Alexander Friedmann was born to the composer and ballet dancer Alexander Friedmann (who was a son of a baptized Jewish cantonist) and the pianist Ludmila Ignatievna Voyachek. Friedmann was baptized into the Russian Orthodox Church as an infant, and lived much of his life in Saint Petersburg.
Friedmann obtained his degree in St. Petersburg State University in 1910, and became a lecturer in Saint Petersburg Mining Institute.
From his school days, Friedmann found an inseparable companion in Jacob Tamarkin, who at the end of his career was one of Brown University's most distinguished mathematicians.
Friedmann fought in World War I on behalf of Imperial Russia, as an army aviator, an instructor and eventually, under the revolutionary regime, as the head of an airplane factory.
Friedmann in 1922 introduced the idea of an expanding universe that contained moving matter; Belgian astronomer Georges Lemaître would later independently reach the same conclusion in 1927.
In June 1925 he was given the job of the director of Main Geophysical Observatory in Leningrad. In July 1925 he participated in a record-setting balloon flight, reaching the elevation of 7,400 m (24,300 ft).

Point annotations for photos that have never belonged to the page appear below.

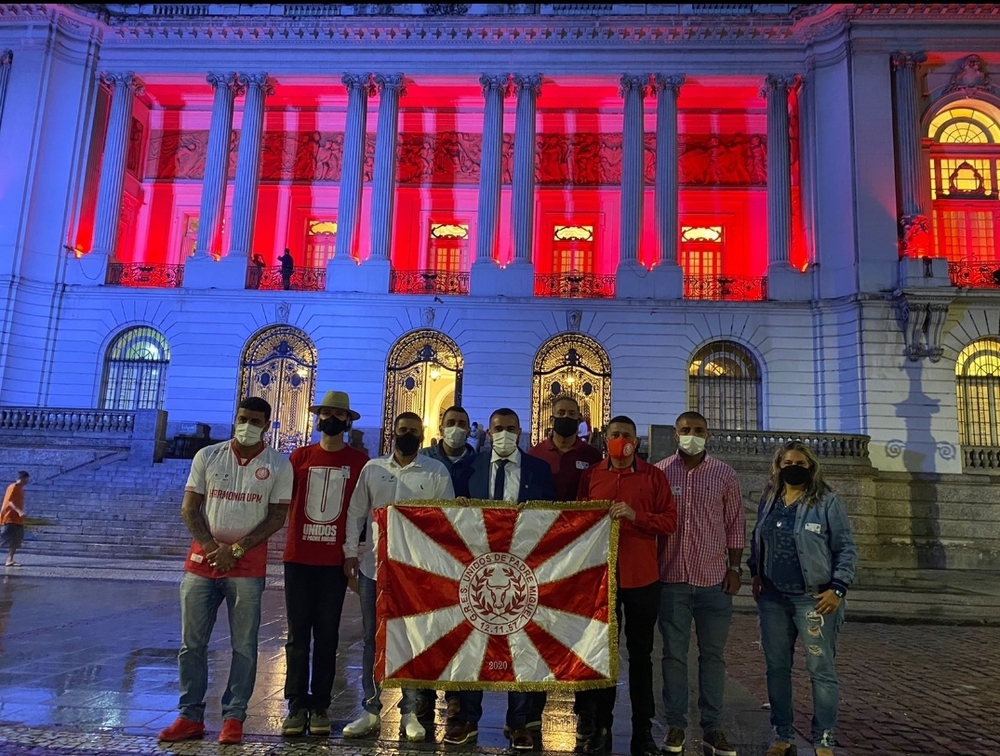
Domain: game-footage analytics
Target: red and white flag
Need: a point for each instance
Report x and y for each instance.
(496, 598)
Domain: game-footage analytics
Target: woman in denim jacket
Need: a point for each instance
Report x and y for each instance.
(802, 560)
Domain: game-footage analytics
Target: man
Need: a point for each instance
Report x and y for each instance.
(502, 474)
(454, 452)
(700, 573)
(568, 454)
(236, 497)
(403, 475)
(315, 583)
(643, 503)
(12, 517)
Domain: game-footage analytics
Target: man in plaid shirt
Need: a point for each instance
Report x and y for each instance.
(699, 573)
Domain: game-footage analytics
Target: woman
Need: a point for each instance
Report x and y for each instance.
(802, 559)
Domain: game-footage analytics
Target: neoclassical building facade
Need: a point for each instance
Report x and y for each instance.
(785, 216)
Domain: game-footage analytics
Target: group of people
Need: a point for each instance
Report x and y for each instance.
(681, 541)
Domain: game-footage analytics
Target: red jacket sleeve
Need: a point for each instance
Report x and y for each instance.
(662, 517)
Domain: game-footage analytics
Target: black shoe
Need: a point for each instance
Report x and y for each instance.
(598, 743)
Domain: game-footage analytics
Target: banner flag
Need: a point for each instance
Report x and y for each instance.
(490, 596)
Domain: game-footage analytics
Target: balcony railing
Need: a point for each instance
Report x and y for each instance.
(728, 288)
(428, 282)
(145, 275)
(975, 275)
(272, 279)
(575, 285)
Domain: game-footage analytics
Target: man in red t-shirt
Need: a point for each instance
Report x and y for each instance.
(315, 583)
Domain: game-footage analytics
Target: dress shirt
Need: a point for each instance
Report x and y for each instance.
(512, 475)
(382, 482)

Friedmann's 1924 papers, including "Über die Möglichkeit einer Welt mit konstanter negativer Krümmung des Raumes" ("On the possibility of a world with constant negative curvature of space") published by the German physics journal Zeitschrift für Physik (Vol. 21, pp. 326–332), demonstrated that he had command of all three Friedmann models describing positive, zero and negative curvature respectively, a decade before Robertson and Walker published their analysis.